Onurluydu, son yıllarda bankamatiklerin yoğun olarak bulunduğu kasaba meydanında hasır iskemlesinde güvercinlere yem satmaya çalışırdı, bas bariton sesi ile kendi makamından “gayde” düzüp güvercinlerle arkadaşlık ederdi.
Kuşcu Celal
Her aybaşı maaşımı çekmeye gittiğimde, Celal ile merhabalaşır ayaküstü yarenlik ederdim, önünde küçük boya kutusu kapaklarına koyduğu kuş yemlerini alıp bolca yem serperdim, vedalaşırken de gizlice ceketinin göğüs cebine çam sakızı çoban armağanı harçlık bırakırdım.
Kuşcu Celal
Kahverengi gözleriyle bir buğulu bakış ile teşekkür ederdi bana, Celal Çarşambanın kaybolan vicdanıydı, dırıkma -çakma- Çarşambalıların güvercinlere nefretle bakmalarına tahammül edemezdi es kaza böyle mugallit biri kuşlara yem almak istese red eder satmazdı yemi. “niçin böyle yaptın, Celal “diye sorduğumda “aç ganını doyursun mk, dırıkması” derdi.

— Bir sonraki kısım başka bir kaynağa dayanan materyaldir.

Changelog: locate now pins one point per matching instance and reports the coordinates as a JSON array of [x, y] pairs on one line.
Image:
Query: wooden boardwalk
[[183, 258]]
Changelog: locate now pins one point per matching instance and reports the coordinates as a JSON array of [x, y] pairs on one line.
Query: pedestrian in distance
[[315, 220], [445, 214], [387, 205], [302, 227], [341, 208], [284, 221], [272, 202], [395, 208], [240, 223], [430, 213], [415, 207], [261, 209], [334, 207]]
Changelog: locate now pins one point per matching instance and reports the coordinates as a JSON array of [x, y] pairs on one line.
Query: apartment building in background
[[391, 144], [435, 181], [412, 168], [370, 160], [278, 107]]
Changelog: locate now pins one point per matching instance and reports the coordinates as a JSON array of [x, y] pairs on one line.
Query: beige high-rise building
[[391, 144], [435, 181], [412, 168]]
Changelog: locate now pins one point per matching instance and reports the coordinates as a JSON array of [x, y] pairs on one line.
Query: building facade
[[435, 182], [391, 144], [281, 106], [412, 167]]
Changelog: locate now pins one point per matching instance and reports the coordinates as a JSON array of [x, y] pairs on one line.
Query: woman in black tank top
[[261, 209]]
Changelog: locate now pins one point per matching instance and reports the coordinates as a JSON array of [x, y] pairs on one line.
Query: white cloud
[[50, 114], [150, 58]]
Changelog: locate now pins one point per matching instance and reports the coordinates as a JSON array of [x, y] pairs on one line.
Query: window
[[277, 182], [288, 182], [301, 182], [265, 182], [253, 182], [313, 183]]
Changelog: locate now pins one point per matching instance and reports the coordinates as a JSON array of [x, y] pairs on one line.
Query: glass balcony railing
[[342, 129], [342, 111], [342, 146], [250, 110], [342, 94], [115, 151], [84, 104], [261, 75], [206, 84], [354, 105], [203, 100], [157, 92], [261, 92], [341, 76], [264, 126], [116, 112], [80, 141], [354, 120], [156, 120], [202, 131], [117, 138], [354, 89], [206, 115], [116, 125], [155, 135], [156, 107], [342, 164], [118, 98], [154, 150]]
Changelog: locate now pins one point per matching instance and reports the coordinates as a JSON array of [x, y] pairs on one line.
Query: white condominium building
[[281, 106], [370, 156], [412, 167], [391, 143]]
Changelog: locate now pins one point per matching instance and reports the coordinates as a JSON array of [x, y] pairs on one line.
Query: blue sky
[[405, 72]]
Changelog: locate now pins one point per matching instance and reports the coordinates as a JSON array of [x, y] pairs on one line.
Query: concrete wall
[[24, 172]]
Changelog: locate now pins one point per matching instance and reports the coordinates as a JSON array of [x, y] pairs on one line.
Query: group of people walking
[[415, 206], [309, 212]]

Bu sabah duyduk ki CELAL evinde ölü bulunmuş…1
Aklıma ilk düşen “güvercinler ne olacak şimdi” sorusu geldi…Aslında soru; “CELAL’e ne oldu böyle..? yada “ÇARŞAMBA’lılara ne oldu böyle..?” sorusu idi sorulması gereken.
*Bir garip ölmüş diyeler
*Üç günden sonra duyalar
*Soğuk su ile yuğalar
*Şöyle garip bencileyin..
Evet sevgili Çarşambalılar “güvercinlere ne olacak şimdi…?” onları da Emirhan parkı gibi unutacaksınız, onları da çocukluk gençlik anılarınızın koşuştuğu şehir stadının yıkılması gibi unutacaksınız, onları da Emirhan kaynak suyunu unuttuğunuz gibi…

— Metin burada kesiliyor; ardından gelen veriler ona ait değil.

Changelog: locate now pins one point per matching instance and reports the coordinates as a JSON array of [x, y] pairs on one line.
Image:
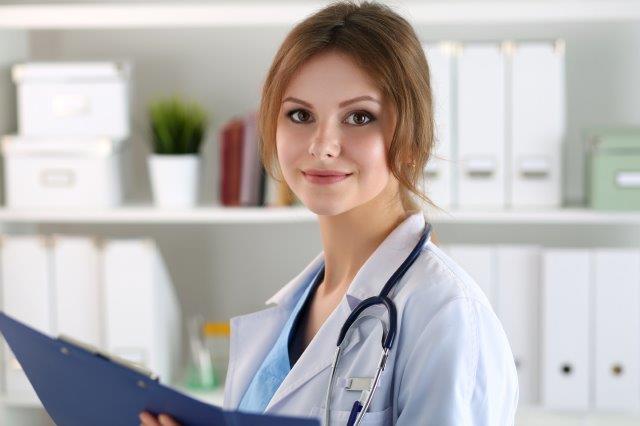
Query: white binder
[[481, 126], [538, 123], [617, 329], [518, 284], [479, 262], [566, 345], [142, 314], [438, 171], [77, 302], [26, 294]]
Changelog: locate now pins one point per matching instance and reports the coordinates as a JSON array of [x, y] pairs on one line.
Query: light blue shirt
[[276, 365]]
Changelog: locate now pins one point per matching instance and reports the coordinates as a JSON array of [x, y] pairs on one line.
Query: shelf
[[260, 215], [226, 13]]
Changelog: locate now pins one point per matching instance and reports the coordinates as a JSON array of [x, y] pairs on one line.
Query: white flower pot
[[174, 180]]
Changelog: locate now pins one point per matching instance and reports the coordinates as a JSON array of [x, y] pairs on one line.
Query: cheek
[[370, 153]]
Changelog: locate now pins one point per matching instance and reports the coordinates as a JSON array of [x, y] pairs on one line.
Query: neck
[[351, 237]]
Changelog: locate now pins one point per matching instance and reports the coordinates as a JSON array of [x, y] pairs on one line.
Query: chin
[[326, 209]]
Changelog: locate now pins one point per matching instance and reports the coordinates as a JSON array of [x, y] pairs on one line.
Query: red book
[[231, 145]]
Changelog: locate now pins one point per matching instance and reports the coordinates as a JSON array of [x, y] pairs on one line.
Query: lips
[[325, 176]]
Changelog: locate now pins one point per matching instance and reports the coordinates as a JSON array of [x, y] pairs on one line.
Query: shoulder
[[449, 327], [436, 280]]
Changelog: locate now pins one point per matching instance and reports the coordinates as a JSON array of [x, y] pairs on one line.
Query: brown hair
[[385, 45]]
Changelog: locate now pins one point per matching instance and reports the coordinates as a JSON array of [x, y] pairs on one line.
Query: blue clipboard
[[79, 386]]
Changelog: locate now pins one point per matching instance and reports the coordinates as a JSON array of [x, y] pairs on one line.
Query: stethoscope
[[368, 386]]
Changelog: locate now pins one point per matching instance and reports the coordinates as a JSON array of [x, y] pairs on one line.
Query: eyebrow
[[341, 104]]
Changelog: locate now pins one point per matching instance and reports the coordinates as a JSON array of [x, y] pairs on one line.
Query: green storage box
[[614, 169]]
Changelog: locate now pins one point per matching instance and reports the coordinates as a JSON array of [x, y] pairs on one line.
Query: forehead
[[331, 75]]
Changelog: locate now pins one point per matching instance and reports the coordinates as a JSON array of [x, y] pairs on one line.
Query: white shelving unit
[[193, 14], [279, 15]]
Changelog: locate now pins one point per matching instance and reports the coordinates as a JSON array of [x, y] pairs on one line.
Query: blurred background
[[132, 195]]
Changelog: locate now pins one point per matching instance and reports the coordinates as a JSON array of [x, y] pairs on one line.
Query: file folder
[[142, 313], [538, 117], [481, 126], [438, 175], [518, 283], [25, 294], [617, 329], [76, 288], [566, 343], [80, 386]]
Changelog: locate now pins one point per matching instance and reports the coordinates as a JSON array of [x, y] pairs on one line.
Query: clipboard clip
[[113, 358]]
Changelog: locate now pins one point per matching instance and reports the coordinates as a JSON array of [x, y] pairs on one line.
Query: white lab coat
[[451, 363]]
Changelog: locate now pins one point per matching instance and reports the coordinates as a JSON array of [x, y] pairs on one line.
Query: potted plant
[[178, 129]]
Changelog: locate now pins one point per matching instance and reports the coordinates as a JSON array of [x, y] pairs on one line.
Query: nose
[[326, 141]]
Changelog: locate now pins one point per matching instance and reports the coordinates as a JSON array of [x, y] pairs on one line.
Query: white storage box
[[73, 99], [62, 172]]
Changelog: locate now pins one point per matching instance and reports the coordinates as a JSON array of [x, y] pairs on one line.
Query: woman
[[346, 118]]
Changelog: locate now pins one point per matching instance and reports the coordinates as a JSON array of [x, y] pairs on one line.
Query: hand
[[148, 419]]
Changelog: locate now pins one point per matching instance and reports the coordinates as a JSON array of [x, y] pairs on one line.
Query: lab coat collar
[[375, 272], [368, 282]]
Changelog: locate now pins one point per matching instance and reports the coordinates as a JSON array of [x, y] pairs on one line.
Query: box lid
[[623, 139], [29, 146], [71, 71]]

unutacaksınız, onları da Çay mahallesinin mütegallibe konaklarını unuttuğunuz gibi unutacaksınız.
Aslında siz bunları unuturken kendi geçmişinizi, kimliğinizi unutuyorsunuz biliyor musunuz…?
VEFA İstanbul’da bir semtin adı mıydı..?.